Ayat di atas menunjukkan keutamaan ilmu daripada harta, karena orang yang mempunyai ilmu mengetahui kemanfaatan harta dan orang yang tidak berilmu tidak mengetahui kemanfaatan ilmu.
Dan yang sangat penting dalam ayat diatas adalah:
1.      Perbandingan orang yang beruntung (selalu taat pada Allah dan mengharapkan rahmat-Nya) dengan orang yang rugi (kafir).
2.      Tidak sama antara orang yang mempunyai ilmu pengetahuan dengan orang bodoh
3.      Dan orang kafir yang tidak beriman, mereka hanya menyia-nyiakan hidupnya untuk hal yang tidak bermanfaat, meskipun dirinya mempunyai ilmu akan tetapi ilmunya tidak digunakan dengan anjuran Allah SWT maka, mereka termasuk orang-orang yang rugi.
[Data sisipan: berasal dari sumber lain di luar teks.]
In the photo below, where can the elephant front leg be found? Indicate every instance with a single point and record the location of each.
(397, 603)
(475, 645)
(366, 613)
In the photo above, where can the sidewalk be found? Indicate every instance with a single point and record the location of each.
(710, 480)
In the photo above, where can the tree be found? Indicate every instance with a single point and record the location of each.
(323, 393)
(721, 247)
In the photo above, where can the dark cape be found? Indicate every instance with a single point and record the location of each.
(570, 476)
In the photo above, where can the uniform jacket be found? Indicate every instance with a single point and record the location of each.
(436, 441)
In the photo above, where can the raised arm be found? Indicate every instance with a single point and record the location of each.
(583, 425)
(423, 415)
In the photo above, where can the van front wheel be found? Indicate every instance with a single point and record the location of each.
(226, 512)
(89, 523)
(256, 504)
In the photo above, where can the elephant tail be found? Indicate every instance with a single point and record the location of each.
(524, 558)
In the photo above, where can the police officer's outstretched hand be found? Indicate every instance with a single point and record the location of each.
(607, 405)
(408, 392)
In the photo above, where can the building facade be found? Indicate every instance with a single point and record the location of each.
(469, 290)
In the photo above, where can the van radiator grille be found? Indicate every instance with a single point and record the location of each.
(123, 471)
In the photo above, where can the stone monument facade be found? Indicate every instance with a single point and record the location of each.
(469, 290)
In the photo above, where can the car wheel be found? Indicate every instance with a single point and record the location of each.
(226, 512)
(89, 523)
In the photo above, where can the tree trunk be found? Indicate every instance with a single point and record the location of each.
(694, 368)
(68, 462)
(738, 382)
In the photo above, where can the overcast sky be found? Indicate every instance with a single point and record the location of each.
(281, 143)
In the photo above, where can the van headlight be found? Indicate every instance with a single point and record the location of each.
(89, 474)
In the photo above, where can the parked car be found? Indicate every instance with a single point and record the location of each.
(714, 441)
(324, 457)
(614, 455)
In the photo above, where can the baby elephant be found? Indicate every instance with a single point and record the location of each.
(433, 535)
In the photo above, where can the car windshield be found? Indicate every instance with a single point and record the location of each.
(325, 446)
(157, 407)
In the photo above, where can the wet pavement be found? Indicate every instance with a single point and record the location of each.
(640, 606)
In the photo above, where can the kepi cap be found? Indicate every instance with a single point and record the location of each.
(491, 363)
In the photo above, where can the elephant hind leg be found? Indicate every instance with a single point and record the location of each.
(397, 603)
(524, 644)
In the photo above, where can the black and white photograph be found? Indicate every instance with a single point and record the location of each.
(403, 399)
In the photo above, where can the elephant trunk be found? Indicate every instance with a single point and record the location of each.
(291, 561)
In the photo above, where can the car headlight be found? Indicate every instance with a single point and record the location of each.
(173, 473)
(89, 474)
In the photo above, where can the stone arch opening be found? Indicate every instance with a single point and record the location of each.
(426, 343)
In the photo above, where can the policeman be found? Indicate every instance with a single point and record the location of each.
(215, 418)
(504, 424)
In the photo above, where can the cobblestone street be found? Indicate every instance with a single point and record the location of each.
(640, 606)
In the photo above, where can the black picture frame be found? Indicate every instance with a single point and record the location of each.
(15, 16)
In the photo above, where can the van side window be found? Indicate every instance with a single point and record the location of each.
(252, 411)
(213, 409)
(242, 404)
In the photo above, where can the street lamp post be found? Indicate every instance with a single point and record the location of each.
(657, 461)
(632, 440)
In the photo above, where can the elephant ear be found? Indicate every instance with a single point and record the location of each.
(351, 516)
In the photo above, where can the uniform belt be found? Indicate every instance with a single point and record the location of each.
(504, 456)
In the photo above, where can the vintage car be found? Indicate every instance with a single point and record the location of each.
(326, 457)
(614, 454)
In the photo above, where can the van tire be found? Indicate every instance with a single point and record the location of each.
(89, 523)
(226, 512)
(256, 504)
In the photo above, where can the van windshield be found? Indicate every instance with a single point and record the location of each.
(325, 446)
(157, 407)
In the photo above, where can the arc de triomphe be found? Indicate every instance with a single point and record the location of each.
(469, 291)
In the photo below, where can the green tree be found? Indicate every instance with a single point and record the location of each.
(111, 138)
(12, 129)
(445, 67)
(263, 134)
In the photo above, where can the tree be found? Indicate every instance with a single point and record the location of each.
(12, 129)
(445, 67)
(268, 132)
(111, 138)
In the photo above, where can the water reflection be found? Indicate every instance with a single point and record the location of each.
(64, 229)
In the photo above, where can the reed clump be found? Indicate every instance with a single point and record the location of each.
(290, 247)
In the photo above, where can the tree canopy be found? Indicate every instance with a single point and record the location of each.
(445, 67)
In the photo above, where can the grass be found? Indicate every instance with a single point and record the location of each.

3.      Penafsiran Surat al-An’am Ayat 50
قُل لاَّ أَقُولُ لَكُمْ عِندِي خَزَآئِنُ اللّهِ وَلا أَعْلَمُ الْغَيْبَ وَلا أَقُولُ لَكُمْ إِنِّي مَلَكٌ إِنْ أَتَّبِعُ إِلاَّ مَا يُوحَى إِلَيَّ قُلْ هَلْ يَسْتَوِي الأَعْمَى وَالْبَصِيرُ أَفَلاَ تَتَفَكَّرُونَ
“Katakanlah: Aku tidak mengatakan kepadamu, bahwa perbendaharaan Allah ada padaku, dan tidak (pula) aku mengetahui yang ghaib dan tidak (pula) aku mengatakan kepadamu bahwa aku seorang malaikat. Aku tidak mengikuti kecuali apa yang diwahyukan kepadaku. Katakanlah: "Apakah sama orang yang buta dengan yang melihat?" Maka apakah kamu tidak memikirkan(nya)?".
a.      Mufradat Q.S al-an’am: 50
الله  : perbendaharaan allah
ولا اعلم  : dan aku tidak mengetahui
الغيب  : yang gaib
ملك : malaikat
ان اتّبع : aku hanya mengikuti
الاّ ما يوحى : apa yang diwahyukan
الاعمى : orang yang buta
والبصير : dan orang yang melihat
افلا تتفكّرون : apakah kamu tidak memikirkannya.
b.      Asbabul Nuzul
Tidak ada
c.       Munasabah Ayat
Ayat diatas mempunyai kolerasi dengan surat al-isra’ ayat 100 yang berbunyi:
قل لو انتم تملكونَ خزائن رحمة ربّي اذا لآمسكتم خشيَةٌ الانفاق وكان الانسان فتوراً
“Katakanlah : jikalau kamu mengetahui perbendaharaan-perbendaharaan rahmat Tuhanmu, niscaya kamu tahan, karena takut membelanjakannya, itu adalah seorang yang kikir”.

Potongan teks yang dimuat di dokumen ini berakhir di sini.